Vaccines based on plasmid DNA (DNA vaccines) offer a credible alternative for the prevention of infectious
diseases and others. The first successful demonstration of the immunogenicity of an influenza DNA vaccine in
humans also supports claims that DNA vaccines may be the best way to respond to an influenza pandemic. Although a
number of publications describe how to produce plasmid DNA (pDNA) by growing an Escherichia coli host to high
cell densities (upstream processing), and how to purify it by coupling unit operations (downstream processing),
process optimization and intensification approaches are required to overcome the bottlenecks that make the
production of kg of pDNA currently unpractical. These bottlenecks are found mostly in the downstream processing,
and are related to: i) the peculiar shape and conformation of pDNA, ii) the large size of pDNA which translates
into low diffusion coefficients and small binding capacities with conventional sorbents, iii) the unusually high
viscosity of lysates generated from high cell density solutions, and iv) the presence of impurities (e.g.

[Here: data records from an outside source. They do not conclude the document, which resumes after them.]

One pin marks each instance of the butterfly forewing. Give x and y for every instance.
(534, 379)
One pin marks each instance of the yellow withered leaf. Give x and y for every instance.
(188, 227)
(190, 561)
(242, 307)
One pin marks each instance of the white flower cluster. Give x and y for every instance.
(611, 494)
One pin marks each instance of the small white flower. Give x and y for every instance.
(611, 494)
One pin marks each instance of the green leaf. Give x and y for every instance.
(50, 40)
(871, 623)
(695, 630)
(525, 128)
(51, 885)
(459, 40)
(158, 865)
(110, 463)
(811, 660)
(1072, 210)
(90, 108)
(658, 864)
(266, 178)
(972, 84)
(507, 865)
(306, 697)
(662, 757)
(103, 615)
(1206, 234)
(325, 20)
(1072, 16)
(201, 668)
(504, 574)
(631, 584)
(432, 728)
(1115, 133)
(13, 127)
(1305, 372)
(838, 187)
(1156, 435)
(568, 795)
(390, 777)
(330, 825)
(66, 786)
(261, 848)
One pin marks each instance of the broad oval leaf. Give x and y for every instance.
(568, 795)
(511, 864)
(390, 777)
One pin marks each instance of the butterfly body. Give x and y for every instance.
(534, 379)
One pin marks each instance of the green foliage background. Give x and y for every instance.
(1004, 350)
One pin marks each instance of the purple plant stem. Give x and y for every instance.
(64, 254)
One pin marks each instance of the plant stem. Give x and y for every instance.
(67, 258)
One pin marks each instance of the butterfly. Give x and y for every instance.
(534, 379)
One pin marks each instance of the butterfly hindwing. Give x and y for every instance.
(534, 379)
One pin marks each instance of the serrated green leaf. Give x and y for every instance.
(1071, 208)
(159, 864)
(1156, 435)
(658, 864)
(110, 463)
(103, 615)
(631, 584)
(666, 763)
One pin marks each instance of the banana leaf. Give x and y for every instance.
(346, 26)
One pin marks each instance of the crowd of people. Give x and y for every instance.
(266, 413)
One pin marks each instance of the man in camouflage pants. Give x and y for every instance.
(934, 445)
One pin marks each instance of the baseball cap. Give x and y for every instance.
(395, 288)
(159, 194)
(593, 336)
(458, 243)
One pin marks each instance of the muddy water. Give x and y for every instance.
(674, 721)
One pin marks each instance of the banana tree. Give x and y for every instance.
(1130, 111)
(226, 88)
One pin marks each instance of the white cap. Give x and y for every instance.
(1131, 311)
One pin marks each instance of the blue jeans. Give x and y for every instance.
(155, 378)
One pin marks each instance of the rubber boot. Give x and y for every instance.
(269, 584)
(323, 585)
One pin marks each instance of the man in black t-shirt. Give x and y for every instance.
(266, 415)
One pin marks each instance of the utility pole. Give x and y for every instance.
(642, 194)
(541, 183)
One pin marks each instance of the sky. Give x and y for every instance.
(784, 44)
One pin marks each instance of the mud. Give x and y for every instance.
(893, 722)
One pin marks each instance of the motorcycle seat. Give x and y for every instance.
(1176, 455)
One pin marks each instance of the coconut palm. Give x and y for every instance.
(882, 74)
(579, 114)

RNA,
genomic DNA) with properties similar to pDNA. Furthermore, the downstream processing also accounts for the
majority of manufacturing costs (50-80%). A new generation of pDNA manufacturing processes is thus required that
should be characterized by: i) decreased manufacturing time, ii) higher yields, iii) lower inventory,
specifically of mass separating agents, iv) environmental benefits, v) lower plant size, vi) capital and
manufacturing cost reduction, vii) scalability and viii) easier validation.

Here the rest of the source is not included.